Zeolitic Imidazolate Frameworks-Derived Activated Carbon As Electrode Material for Lithium-Sulfur Batteries and Lithium-Ion Batteries

Abstract

Zeolitic imidazolate framework-derived carbon (ZC) material and ZC-sulfur (ZC-S) composite were prepared successfully via a solution method accompanied by facile carbonization and subsequent sulfur impregnation. The ZC and ZC-S materials kept the basic polyhedral morphology of the zeolitic imidazolate framework crystals. Sulfur is homogeneously distributed over and in the ZC porous matrix with a 51.0% sulfur mass content in ZC-S composite. The ZC material exhibits good electrochemical performances in lithium-ion batteries. After 100 cycles at 0.1 A g−1, a reversible discharge capacity of 619 mAh g−1 is still retained, which is benefitted by the micro/mesopores and specific surface area of the synthesized ZC material. When integrated into lithium-sulfur batteries as a cathode, the ZC-S composite exhibits stable discharge capacity of 850 mAh g−1 after 100 cycles at 0.1 C (1 C = 1670 mA g−1).
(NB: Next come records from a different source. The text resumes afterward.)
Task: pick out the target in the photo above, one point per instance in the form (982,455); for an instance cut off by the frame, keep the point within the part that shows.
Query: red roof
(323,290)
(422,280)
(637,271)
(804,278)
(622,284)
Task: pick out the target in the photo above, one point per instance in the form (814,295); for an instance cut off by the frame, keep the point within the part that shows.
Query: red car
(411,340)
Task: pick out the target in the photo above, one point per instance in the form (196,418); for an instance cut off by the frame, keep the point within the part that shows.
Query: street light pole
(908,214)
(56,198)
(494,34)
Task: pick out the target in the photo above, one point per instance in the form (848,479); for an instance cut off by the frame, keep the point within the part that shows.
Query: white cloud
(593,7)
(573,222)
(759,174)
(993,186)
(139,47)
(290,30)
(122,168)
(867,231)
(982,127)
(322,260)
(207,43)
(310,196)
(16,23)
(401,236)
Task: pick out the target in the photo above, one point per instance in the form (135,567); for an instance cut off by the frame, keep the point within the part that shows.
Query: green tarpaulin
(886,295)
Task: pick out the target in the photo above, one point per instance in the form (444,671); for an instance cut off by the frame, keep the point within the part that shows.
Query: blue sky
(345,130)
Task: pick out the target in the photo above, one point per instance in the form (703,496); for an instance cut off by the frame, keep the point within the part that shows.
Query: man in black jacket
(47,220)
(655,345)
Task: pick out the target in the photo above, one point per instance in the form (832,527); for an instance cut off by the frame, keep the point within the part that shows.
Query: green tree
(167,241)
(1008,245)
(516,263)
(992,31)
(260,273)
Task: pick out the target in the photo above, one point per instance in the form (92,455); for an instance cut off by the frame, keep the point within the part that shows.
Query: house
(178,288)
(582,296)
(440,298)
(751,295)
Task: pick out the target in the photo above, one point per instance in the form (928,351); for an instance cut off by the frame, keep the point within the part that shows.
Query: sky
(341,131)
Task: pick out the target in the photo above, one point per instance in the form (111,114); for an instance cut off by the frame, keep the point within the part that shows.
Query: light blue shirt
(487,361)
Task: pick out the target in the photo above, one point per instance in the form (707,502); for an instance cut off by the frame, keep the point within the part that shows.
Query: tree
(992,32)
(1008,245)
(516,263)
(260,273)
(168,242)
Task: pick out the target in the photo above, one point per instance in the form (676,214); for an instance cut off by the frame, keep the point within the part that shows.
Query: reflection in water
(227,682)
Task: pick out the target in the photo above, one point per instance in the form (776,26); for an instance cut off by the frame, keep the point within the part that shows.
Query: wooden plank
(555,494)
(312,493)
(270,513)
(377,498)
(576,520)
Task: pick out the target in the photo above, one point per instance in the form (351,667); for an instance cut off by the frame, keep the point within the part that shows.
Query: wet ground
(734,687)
The increased electrochemical properties of the ZC-S electrode compared to the pristine S electrode may be attributed to the advantageous effects of the ZC porous matrix, which serve as a conductive frame promoting electron and lithium ion transportation and provide abundant active sites to increase electrochemical activity and ensnare soluble polysulfides efficiently.